In Cancer Cell this week, researchers in Boston and Chicago discuss a way to exploit weaknesses in cancer cells in the development of a combination therapy for Ras-driven tumors. The team shows that enhancing proteotoxic stress induces tumor regression in aggressive mouse models of two Ras-driven cancers — Nf1-deficient malignancies and Kras/p53 mutant lung cancer — but only when combined with rapamycin. The agents work together to promote stress in the cancer cells, which results in catastrophic mitochondrial damage, the authors write. "Notably, the mechanism by which these agents cooperate reveals a therapeutic paradigm that can be expanded to develop additional combinations," they add.
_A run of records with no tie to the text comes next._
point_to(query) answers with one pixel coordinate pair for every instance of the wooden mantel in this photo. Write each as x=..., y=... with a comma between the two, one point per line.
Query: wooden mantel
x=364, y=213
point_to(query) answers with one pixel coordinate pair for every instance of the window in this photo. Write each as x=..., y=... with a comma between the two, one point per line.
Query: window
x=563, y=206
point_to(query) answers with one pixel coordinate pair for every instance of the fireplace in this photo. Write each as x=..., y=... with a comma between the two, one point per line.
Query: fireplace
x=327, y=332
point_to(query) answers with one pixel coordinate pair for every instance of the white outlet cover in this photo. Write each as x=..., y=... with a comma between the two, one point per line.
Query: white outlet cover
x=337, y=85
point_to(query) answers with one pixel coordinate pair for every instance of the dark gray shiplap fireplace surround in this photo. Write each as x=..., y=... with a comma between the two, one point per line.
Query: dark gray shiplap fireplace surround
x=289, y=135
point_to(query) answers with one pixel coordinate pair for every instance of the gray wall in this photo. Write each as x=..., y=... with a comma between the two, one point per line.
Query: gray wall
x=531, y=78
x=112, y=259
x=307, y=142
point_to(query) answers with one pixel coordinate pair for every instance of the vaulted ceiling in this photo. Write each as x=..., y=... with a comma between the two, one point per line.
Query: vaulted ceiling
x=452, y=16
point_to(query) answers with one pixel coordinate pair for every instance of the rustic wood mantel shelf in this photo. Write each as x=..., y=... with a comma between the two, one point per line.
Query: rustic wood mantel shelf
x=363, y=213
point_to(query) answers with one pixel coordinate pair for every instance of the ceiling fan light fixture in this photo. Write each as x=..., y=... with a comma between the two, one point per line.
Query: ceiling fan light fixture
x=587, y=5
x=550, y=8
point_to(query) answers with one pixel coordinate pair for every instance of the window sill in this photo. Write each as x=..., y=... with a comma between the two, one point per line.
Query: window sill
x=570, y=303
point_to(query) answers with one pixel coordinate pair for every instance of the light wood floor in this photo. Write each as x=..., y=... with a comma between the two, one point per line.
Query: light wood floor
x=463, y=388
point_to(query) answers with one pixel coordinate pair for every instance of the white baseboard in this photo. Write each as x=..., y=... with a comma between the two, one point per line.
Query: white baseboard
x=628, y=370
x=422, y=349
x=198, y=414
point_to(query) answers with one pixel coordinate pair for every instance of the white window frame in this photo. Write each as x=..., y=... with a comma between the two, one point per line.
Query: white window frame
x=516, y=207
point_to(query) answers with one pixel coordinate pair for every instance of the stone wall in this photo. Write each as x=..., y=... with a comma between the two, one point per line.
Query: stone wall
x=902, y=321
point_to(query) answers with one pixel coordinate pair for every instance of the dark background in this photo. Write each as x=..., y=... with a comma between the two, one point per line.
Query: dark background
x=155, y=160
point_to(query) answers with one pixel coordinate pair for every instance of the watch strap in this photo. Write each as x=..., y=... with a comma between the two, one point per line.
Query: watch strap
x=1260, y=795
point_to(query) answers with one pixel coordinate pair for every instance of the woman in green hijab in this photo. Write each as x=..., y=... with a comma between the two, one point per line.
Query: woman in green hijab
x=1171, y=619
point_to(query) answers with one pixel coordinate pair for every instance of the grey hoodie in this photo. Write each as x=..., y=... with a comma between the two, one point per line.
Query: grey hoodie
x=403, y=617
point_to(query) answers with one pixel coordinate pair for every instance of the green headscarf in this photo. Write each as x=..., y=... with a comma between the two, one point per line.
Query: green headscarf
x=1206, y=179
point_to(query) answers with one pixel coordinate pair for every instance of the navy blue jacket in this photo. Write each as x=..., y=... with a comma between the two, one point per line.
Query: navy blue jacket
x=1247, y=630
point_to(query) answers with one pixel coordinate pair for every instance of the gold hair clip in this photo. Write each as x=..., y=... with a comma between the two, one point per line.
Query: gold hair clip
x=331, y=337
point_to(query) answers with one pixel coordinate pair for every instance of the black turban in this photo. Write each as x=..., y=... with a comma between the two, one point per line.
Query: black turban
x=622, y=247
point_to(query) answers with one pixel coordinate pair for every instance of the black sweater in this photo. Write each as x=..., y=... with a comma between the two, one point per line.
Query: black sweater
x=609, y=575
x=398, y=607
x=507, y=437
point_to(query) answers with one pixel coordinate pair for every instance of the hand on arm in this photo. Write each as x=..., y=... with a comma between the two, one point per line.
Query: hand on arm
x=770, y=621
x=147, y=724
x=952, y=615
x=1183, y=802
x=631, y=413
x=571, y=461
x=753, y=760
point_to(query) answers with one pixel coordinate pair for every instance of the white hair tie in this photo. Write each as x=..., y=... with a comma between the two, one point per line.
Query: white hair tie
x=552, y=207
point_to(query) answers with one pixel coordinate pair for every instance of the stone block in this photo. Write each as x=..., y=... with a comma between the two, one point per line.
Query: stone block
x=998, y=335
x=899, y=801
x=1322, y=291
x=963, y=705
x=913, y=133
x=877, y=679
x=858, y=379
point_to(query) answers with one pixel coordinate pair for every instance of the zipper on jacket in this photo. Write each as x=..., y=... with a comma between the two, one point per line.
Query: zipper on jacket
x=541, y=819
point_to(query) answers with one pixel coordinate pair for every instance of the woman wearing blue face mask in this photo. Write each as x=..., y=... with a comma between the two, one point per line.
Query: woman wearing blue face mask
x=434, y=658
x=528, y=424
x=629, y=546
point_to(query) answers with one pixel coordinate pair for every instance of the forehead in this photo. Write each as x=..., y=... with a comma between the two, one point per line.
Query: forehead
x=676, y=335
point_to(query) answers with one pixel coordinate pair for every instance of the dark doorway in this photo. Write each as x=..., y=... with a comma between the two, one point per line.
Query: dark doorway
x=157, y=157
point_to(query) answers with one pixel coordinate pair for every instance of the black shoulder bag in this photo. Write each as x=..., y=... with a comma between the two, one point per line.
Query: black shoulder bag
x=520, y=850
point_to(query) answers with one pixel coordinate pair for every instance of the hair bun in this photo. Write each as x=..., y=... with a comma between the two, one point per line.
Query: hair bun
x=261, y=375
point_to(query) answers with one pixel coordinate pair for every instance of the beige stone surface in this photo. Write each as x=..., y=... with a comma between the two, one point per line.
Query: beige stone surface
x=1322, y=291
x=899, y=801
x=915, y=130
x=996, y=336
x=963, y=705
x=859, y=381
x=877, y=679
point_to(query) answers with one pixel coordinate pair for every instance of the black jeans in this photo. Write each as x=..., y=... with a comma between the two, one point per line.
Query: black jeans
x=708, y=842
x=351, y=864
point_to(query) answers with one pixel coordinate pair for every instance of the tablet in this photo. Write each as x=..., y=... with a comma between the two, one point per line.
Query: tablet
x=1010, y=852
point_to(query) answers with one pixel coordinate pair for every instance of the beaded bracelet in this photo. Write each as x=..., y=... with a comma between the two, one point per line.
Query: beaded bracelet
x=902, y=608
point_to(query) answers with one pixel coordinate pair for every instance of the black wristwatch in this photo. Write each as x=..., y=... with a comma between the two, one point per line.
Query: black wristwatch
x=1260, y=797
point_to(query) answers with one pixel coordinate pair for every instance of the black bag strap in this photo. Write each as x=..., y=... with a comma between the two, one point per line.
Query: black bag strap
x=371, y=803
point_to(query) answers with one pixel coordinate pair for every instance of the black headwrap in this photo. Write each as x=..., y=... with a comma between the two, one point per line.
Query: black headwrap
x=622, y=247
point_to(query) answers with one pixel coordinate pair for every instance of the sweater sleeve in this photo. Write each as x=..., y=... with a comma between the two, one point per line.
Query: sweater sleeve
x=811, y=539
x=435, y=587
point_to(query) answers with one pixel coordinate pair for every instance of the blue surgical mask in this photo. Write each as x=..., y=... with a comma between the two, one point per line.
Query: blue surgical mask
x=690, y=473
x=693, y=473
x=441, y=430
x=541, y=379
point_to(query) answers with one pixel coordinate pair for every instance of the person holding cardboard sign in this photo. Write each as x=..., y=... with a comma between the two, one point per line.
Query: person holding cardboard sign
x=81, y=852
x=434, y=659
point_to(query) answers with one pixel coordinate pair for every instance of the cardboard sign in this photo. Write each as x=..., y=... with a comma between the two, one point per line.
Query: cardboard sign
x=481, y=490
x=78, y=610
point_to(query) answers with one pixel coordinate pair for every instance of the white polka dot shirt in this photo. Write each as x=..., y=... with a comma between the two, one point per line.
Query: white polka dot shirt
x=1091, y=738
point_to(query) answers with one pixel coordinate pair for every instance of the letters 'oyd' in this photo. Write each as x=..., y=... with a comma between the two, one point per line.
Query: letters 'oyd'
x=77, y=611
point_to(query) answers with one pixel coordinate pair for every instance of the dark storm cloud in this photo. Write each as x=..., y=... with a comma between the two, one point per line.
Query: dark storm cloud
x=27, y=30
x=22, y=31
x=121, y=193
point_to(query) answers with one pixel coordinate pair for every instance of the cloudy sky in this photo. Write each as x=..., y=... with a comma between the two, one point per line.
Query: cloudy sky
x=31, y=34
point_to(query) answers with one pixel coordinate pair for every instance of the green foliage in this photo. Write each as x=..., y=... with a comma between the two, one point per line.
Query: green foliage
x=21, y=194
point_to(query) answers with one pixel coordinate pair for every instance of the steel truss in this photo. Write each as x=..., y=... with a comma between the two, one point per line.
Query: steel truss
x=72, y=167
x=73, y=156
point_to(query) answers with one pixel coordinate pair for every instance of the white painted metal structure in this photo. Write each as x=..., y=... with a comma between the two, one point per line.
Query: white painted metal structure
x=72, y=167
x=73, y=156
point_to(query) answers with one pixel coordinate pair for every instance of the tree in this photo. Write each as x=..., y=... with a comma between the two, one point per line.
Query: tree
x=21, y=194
Also in Cancer Cell this week, a team led by investigators at the St. Jude Children's Research Hospital reports its use of an integrated, high-throughput in vitro and in vivo screen to identify treatments for ependymoma, a chemoresistant brain tumor. In a mouse model, the team combined multicell high-throughput screening, kinome-wide binding assays, and in vivo efficacy studies to identify kinases within the insulin signaling pathway and the centrosome cycle that serve as regulators of ependymoma cell proliferation. The kinases' corresponding inhibitors could serve as potential therapies, the authors write.
And finally in Cancer Cell this week, a team of researchers in the US shows that the Rho kinase regulates the survival and transformation of cells that carry oncogenic forms of the KIT, FLT3, and BCR-ABL genes. The team found that inhibition of Rho kinase in oncogene-bearing cells impaired their growth, and prolonged the life span of test mice. In addition, the authors write, "Downstream from Rho kinase, rapid dephosphorylation or loss of expression of myosin light chain resulted in enhanced apoptosis, reduced growth, and loss of actin polymerization in oncogene-bearing cells leading to significantly prolonged life span of leukemic mice."